Graduate

Image Diffusion Through Social Media During Disaster

I am currently working on a research project focusing on how images diffuse through social media and what kinds of visual information are important to different people during and after disasters. Working with a set of over 1 million tweets containing images collected during the aftermath of the Nepal earthquake in April 2015, I am creating visualizations to show trends and patterns in the data based on image content and other tweet metadata. Based on previous work done by others working in Project EPIC on textual Twitter data, I expect to see differences in images posted by people local to the earthquake versus the global public.

News and the Social Life of Disaster Images

I recently contributed to a submission to the Knight Foundation News Challenge on how to make data work for individuals and communities. Our project focuses on what journalists can learn from how images of disaster spread through social media. To better inform news reporting on disaster and fuel stories for the Between Fire and Ice transmedia journalism project at CU Boulder, this interdisciplinary collaboration will statistically analyze how images spread through social media during disasters, examine why certain images circulate more widely than others, and identify what kinds of images are valuable to the local community versus a global public.

RendezView: Interactive Visual Data Mining

I implemented an interface for an interactive data visualization framework which shows flock patterns and relationships in complex data, particularly data from social media platforms such as Twitter. This research project was done at the National Institute of Advanced Industrial Science and Technology (AIST) in Tsukuba, Japan as part of the OSDC PIRE Fellowship. A poster of this work was accepted to the 2015 Supercomputing Conference, and a full paper was accepted to IWGS 2015.

Abstract: Social media data provide insight into people’s opinions, thoughts, and reactions about real-world events. However, this data is often analyzed at a shallow level with simple visual representations, making much of this insight undiscoverable. Our approach to this problem was to create a framework for visual data mining that enables users to find implicit patterns and relationships within their data, focusing particularly on flock phenomena in social media. Rendezview is an interactive visualization framework that consists of three visual components: a spatiotemporal 3D map, a word cloud, and a Sankey flow diagram. These components provide individual functions for data exploration and interoperate with each other based on user interaction. The current version of Rendezview can represent local topics and their co-occurrence relationships from geo-tagged Twitter messages.

Natural Language Queries for Producing Data Visualizations

This was a team project for the User-Centered Design class. I came up with this idea after using different data visualization tools and noticing a gap between what I actually want to see in a visualization and what kind of input the tools provide to users. Our goal was to create a tool that allows users to input database queries in natural language to lessen this gap and ease the transition from data to analysis.
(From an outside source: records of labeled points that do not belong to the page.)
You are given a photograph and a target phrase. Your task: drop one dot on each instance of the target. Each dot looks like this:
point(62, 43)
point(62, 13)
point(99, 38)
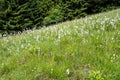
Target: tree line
point(19, 15)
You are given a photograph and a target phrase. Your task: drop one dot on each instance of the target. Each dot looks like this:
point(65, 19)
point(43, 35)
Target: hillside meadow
point(82, 49)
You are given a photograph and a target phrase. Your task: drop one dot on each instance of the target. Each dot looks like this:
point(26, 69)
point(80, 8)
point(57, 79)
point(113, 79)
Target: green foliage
point(19, 15)
point(54, 16)
point(82, 49)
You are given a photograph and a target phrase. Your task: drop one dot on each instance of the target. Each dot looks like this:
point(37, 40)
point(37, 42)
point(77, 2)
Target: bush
point(55, 16)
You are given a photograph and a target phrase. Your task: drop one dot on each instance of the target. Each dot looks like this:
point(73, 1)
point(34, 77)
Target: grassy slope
point(88, 48)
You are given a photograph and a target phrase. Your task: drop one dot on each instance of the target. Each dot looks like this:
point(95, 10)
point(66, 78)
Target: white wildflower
point(68, 71)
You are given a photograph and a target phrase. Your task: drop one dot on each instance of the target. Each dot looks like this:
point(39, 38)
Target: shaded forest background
point(19, 15)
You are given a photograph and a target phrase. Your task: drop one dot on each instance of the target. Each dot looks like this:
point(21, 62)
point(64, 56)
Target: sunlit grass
point(82, 49)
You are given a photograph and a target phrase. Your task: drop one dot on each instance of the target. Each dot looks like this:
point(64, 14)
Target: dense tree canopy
point(18, 15)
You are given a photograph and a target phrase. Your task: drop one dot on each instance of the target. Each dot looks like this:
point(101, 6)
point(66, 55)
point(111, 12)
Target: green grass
point(82, 49)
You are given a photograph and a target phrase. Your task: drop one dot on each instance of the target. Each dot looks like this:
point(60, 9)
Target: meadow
point(81, 49)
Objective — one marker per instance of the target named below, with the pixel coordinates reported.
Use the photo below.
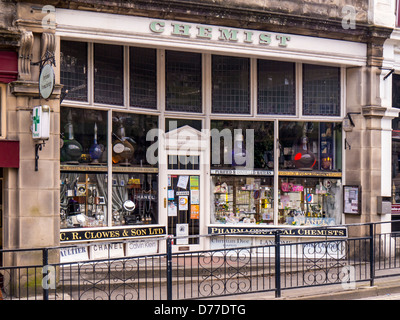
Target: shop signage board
(190, 36)
(395, 208)
(107, 250)
(352, 199)
(259, 231)
(109, 234)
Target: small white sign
(76, 254)
(46, 81)
(141, 247)
(182, 230)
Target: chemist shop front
(185, 134)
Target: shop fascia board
(132, 30)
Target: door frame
(175, 143)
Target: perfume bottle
(71, 150)
(304, 159)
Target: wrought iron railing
(278, 266)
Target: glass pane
(73, 69)
(171, 124)
(321, 90)
(83, 199)
(130, 144)
(276, 87)
(108, 74)
(242, 199)
(84, 136)
(395, 91)
(309, 201)
(135, 199)
(230, 85)
(143, 77)
(232, 142)
(183, 81)
(310, 146)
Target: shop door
(183, 208)
(184, 186)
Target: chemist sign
(46, 81)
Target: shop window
(321, 90)
(306, 146)
(309, 201)
(171, 123)
(242, 144)
(84, 137)
(242, 199)
(73, 70)
(276, 87)
(135, 199)
(130, 144)
(183, 81)
(230, 85)
(108, 74)
(143, 77)
(83, 200)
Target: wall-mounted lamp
(40, 128)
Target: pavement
(383, 289)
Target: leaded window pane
(73, 70)
(108, 74)
(321, 90)
(276, 87)
(230, 85)
(183, 81)
(143, 77)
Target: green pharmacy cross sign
(36, 120)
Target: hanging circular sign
(46, 81)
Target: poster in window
(194, 211)
(352, 199)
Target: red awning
(9, 154)
(8, 66)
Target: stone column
(31, 198)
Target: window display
(134, 199)
(84, 137)
(83, 200)
(129, 138)
(309, 201)
(230, 85)
(276, 87)
(234, 134)
(242, 199)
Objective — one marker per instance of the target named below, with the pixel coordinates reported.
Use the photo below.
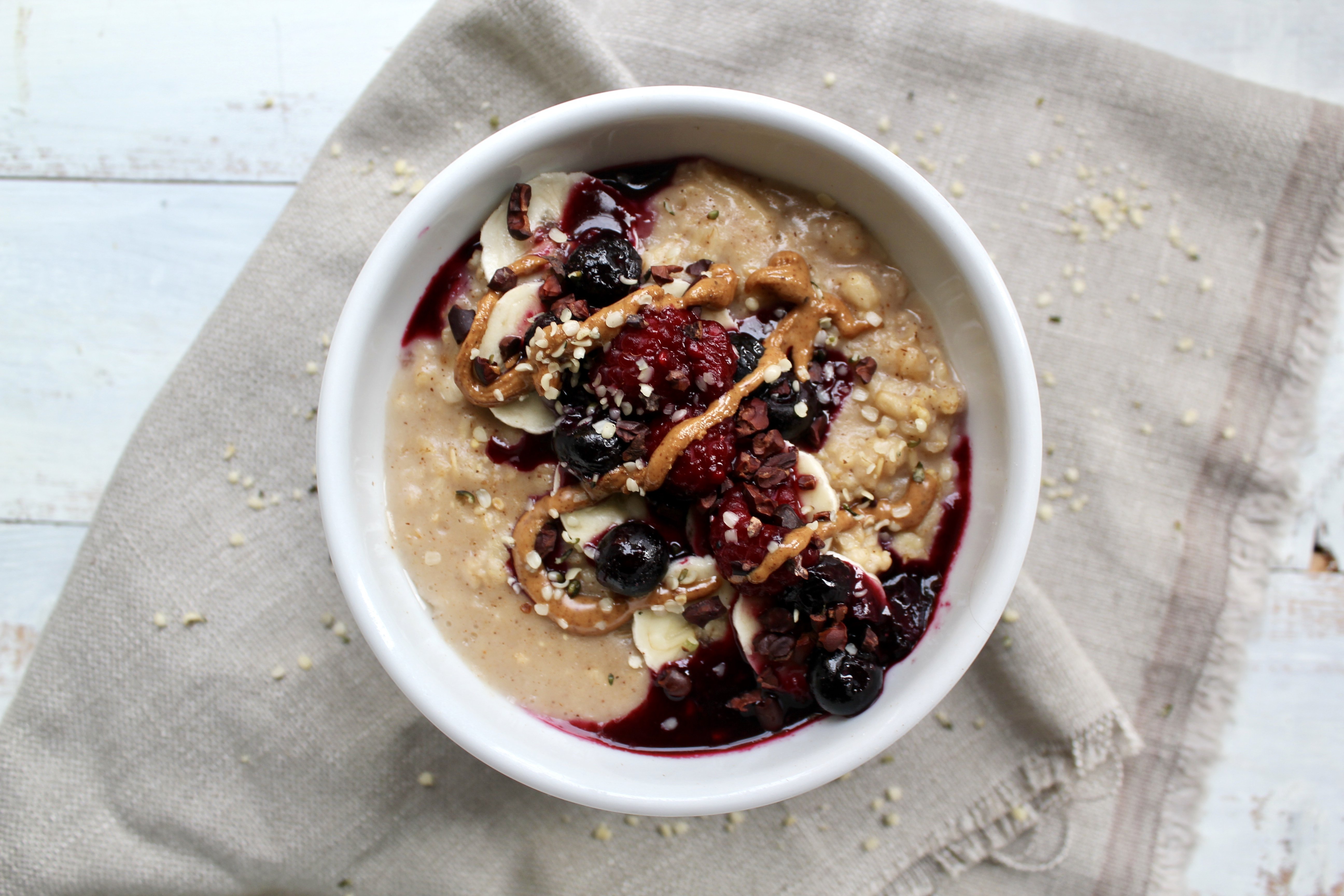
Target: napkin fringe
(1017, 804)
(1257, 524)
Learn more by reading the final paper or exploring the GitHub repo.

Abstract: Tools exist to enable users to filter and visualize their data based on queries; however, these queries often use unfamiliar and unnatural language, making it difficult to see the relation between the query and the resulting visualization. We have designed a tool in which a user can choose from a bank of natural language keywords, which includes data-specific words as well as words used for grammatical correctness, to build a natural language research question or query and be presented with data visualizations that aim to answer the query. We followed a user-centered design process, iterating upon our design based on results from thinking aloud user testing. In this paper, we present relevant work which motivated the project, key requirements and challenges, and our evaluation of how our final design addressed the challenges found via user testing.

Undergraduate

SMS-Based Training System for Global Social Enterprises

My senior engineering design project at Santa Clara University was inspired by my experience as a Global Social Benefit Fellow, where I worked in Kolkata, India with social enterprises Anudip and iMerit to start an information technology training program. Text to Learn is a training tool made with social enterprises in mind that uses SMS to distribute training materials and to test users on their learning. Our goal was to give social enterprises a way to train employees and customers digitally and remotely. We created an online dashboard, using RapidSMS and a cloud storage service, for social enterprises to upload and send training materials, manage users, and create SMS-based quizzes to assess users’ progress.

This project was fully funded from the Willem P. Roelandts and Maria Constantino-Roelandts Grant which funds faculty and student research projects that use science and technology for social benefit. Our full project, including presentation and thesis, won Best in Session at the annual Senior Design Conference.

Mobile Application to Benefit Local Homeless

•This was a project I worked on as a junior at Santa Clara University in the Mobile Projects for Social Benefit course. Based on the knowledge that the majority of homeless people use mobile phones, I collaborated with a team of eleven students to develop a mobile application for Community Technology Alliance to aid homeless people in the Bay Area in finding services local to them, including food, shelter, health, and job opportunities. I contributed primarily to •the user interface design using HTML and CSS. The project has since been further implemented by Santa Clara University students and CTA into an app called StreetConnect.